A nutricionista Carol Neto explica que o pão francês é feito de farinha branca, água, sal e fermento. O detalhe que preocupa é a farinha refinada. “Ele tem um índice glicêmico muito alto, comparado até ao açúcar branco. Isso significa que faz a glicose subir rápido no sangue”, afirma.
Um pão de 50 gramas concentra cerca de 28 gramas de carboidrato. Por esse motivo, muitas pessoas ouvem dos médicos a recomendação de evitar o pão branco logo após o diagnóstico.

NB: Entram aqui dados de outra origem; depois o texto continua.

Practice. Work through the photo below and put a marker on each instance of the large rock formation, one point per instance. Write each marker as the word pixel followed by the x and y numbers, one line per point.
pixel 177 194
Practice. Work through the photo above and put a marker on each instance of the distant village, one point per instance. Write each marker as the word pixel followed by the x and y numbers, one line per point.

O impacto no controle da glicemia
De acordo com Carol, não importa se o nome muda — pão de sal, cacetinho, carioquinha ou filão. O efeito sobre a glicemia continua o mesmo. “O pão francês assusta porque eleva o açúcar no sangue de forma rápida. E de manhã o impacto pode ser ainda maior, por causa do chamado fenômeno do amanhecer”, explica.
Esse fenômeno acontece quando o corpo precisa de mais insulina nas primeiras horas do dia para lidar com os carboidratos. Assim, quem come o pão pela manhã enfrenta mais dificuldade para manter a glicemia estável.
Como reduzir os efeitos do pão
Apesar do índice glicêmico alto, o pão francês não precisa sair do cardápio. A nutricionista orienta que o segredo está na combinação. “Quando você mistura qualquer carboidrato com uma proteína ou gordura, a velocidade da subida da glicemia diminui. É como se fosse um freio. Por isso, o clássico pão com manteiga pode ser uma boa opção”, diz.
Segundo ela, a manteiga é mais indicada que a margarina, desde que usada com equilíbrio. “É pão com manteiga, e não manteiga com pão”, reforça. Outras boas escolhas incluem queijo e ovo, que ajudam a desacelerar a absorção da glicose.
O equilíbrio é a chave
No fim das contas, a resposta à pergunta inicial é positiva: dá para comer pão francês. Mas é preciso moderação e estratégia. “O importante é conhecer os efeitos no corpo e fazer escolhas conscientes. Quando acompanhado de gordura ou proteína, o pão deixa de ser um vilão absoluto”, conclui Carol.